Dekartcom : Vous êtes  réalisateur, un acteur très actif du cinéma africain. C’est quoi le cinéma, selon vous ?

Cheick Fantamady Camara : C’est le benjamin des arts qui regroupe en son sein les six  premiers  [l’architecture, la sculpture, la peinture, la danse, la musique, la poésie]. Ce qui fait de lui, l’art complet donc un espace complet d’expression.

De quoi est fait le cinéma ? Autrement dit, quels sont les sous- métiers dans le secteur du cinéma ?

Je ne crois pas qu’il y est de sous métiers dans le cinéma, c’est plutôt la rencontre des métiers différents qui travaillent  pour un objectif commun. Le cinéma est fait de plusieurs métiers, c’est pourquoi c’est un travail d’équipe.

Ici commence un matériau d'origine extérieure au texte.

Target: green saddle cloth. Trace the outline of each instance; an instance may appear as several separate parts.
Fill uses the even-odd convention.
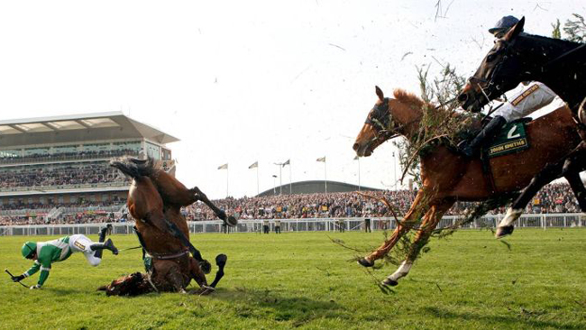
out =
[[[530,120],[524,118],[503,126],[499,135],[485,148],[489,158],[517,153],[529,149],[525,124]]]

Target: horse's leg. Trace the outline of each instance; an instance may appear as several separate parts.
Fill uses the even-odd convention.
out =
[[[219,209],[216,206],[214,205],[214,203],[212,203],[209,199],[207,199],[207,196],[206,196],[206,194],[204,194],[201,190],[199,190],[197,187],[192,188],[191,189],[189,189],[189,191],[191,191],[195,195],[196,200],[201,200],[202,202],[204,202],[204,204],[206,204],[209,208],[212,209],[212,211],[214,211],[214,213],[217,217],[224,220],[224,224],[231,226],[234,226],[238,224],[236,218],[234,218],[232,215],[226,216],[225,212]]]
[[[582,212],[586,212],[586,188],[584,188],[584,184],[582,183],[581,179],[580,179],[580,172],[567,172],[563,177],[566,180],[568,180],[568,183],[572,188],[572,191],[573,191],[573,195],[578,200],[580,209]]]
[[[529,185],[525,188],[523,193],[521,193],[510,207],[508,207],[505,217],[497,226],[497,233],[495,234],[497,238],[501,238],[513,233],[513,229],[515,229],[513,223],[521,216],[523,210],[531,201],[531,198],[533,198],[533,197],[536,196],[544,186],[562,175],[562,169],[564,161],[565,158],[556,163],[547,164],[541,172],[537,173],[537,175],[531,179]]]
[[[562,174],[568,180],[582,212],[586,212],[586,188],[580,179],[580,172],[586,169],[585,157],[586,143],[581,142],[568,156],[562,170]]]
[[[403,221],[397,224],[397,228],[395,228],[395,231],[390,235],[390,237],[389,237],[389,239],[387,239],[382,243],[382,245],[373,251],[371,254],[362,259],[360,259],[358,261],[359,264],[364,267],[374,266],[374,261],[380,259],[389,253],[390,249],[392,249],[393,246],[397,244],[397,242],[398,242],[398,240],[403,237],[405,234],[411,230],[413,225],[417,223],[419,215],[427,211],[427,206],[421,204],[421,201],[424,199],[424,189],[421,189],[419,192],[417,192],[417,196],[415,197],[411,207],[407,213],[405,214]]]
[[[189,260],[189,273],[191,275],[191,278],[196,280],[200,288],[198,289],[189,290],[190,294],[208,295],[215,290],[214,287],[207,285],[206,275],[201,270],[201,268],[199,267],[197,261],[196,261],[196,260],[193,258],[190,258]]]
[[[415,260],[417,259],[421,249],[427,243],[429,236],[433,233],[434,229],[435,229],[437,226],[437,224],[439,224],[439,221],[442,219],[442,215],[444,215],[445,211],[450,209],[453,205],[453,201],[450,200],[431,206],[429,211],[427,211],[424,216],[423,222],[421,223],[421,227],[417,231],[415,241],[413,242],[413,246],[409,251],[407,259],[401,263],[400,266],[398,266],[398,269],[397,269],[394,273],[392,273],[390,276],[385,279],[385,280],[382,281],[382,284],[396,286],[398,284],[398,279],[404,278],[409,273],[411,266],[413,266],[413,262],[415,262]]]
[[[189,242],[189,239],[181,231],[181,229],[176,224],[174,224],[173,222],[169,221],[165,217],[165,215],[162,213],[162,210],[160,210],[160,212],[157,211],[155,213],[149,214],[145,220],[148,221],[152,225],[154,225],[155,227],[157,227],[157,229],[160,230],[161,232],[170,233],[170,234],[173,235],[173,237],[179,239],[181,242],[181,243],[183,243],[183,245],[187,246],[189,249],[191,255],[193,255],[193,257],[200,264],[202,264],[202,267],[205,267],[206,270],[211,270],[212,268],[211,264],[202,257],[199,250],[196,249],[196,247],[193,246],[191,242]]]

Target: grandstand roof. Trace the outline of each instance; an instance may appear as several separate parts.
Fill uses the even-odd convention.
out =
[[[120,111],[0,121],[0,145],[63,143],[146,138],[166,144],[179,141]]]
[[[283,195],[288,195],[289,194],[289,188],[292,188],[293,194],[313,194],[313,193],[323,193],[325,190],[325,184],[324,180],[309,180],[309,181],[299,181],[299,182],[293,182],[290,184],[285,184],[282,186],[277,186],[275,187],[274,190],[273,188],[265,190],[257,197],[264,197],[264,196],[273,196],[274,191],[279,195],[281,192],[282,188],[282,194]],[[327,181],[327,192],[349,192],[349,191],[357,191],[359,190],[380,190],[374,188],[368,188],[368,187],[363,187],[357,185],[353,185],[351,183],[345,183],[345,182],[338,182],[338,181]]]

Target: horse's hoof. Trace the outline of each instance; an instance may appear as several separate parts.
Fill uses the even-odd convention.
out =
[[[201,268],[201,271],[204,272],[204,274],[209,274],[212,271],[212,264],[209,263],[208,261],[203,260],[199,261],[199,268]]]
[[[390,279],[385,279],[385,280],[382,281],[382,285],[388,285],[390,287],[396,287],[398,284],[398,281]]]
[[[236,218],[233,217],[233,216],[232,216],[232,215],[229,215],[229,216],[224,220],[224,222],[225,222],[226,225],[228,225],[231,226],[231,227],[233,227],[233,226],[235,226],[236,225],[238,225],[238,220],[236,220]]]
[[[228,256],[224,253],[215,256],[215,264],[220,268],[225,266],[227,261]]]
[[[512,225],[505,225],[502,227],[497,227],[497,233],[495,234],[495,237],[503,238],[507,235],[513,234],[513,230],[515,230],[515,226]]]
[[[358,260],[358,264],[362,267],[372,267],[374,266],[374,261],[369,261],[366,258],[361,258]]]

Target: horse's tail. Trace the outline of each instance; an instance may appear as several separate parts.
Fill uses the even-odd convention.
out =
[[[155,171],[154,163],[151,157],[146,160],[139,160],[130,156],[114,158],[110,160],[110,166],[120,170],[121,172],[133,179],[149,177]]]

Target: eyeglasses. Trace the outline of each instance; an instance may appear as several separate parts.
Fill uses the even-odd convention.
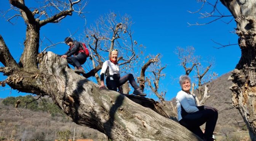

La culture est un élément fondamental pour le développement d’un peuple, dit-on. Comment, selon vous, le cinéma peut influencer l’épanouissement économique, social… d’un peuple ?

Hormis son côté culturel et identitaire, le cinéma est un métier qui fait la main d’œuvre, le cinéma est un métier qui génère les finances tout ça, si il est pris au sérieux et géré comme toute entreprise. Au-delà de ces facteurs économiques, le cinéma est un élément fort pour la construction de l’identité d’une nation. En Afrique, le Nigéria est un exemple encourageant.

 Quel est votre regard sur l’état actuel du cinéma africain ?

Il se débat tant bien que mal. Il faut juste qu’il sorte du système de subvention et entre dans le créneau business. Une activité subventionnée n’a pas de valeur financière parce qu’il n’y a pas de comptabilité, de rentabilisation. Il nous faut une démarche vers l’indépendance du cinéma. Nous avons tout ce qu’il faut : public, cinéastes, sujets, il manque juste ce déclic « Comment changer le système de production ?». Surtout avec l’avènement du numérique qui rend les choses beaucoup plus abordables…

Pensez- vous qu’il  constitue une chance pour l’essor du continent ?

Oui, parce que s’il est pris en compte, géré comme il faut, c’est l’opulence. Le continent sera vu et montré autrement, l’économie du cinéma fait vivre des millions d’âmes, on ne cherche pas plus.

Quelle image  de l’Afrique le cinéma africain projette au monde, selon vos observations et parcours ?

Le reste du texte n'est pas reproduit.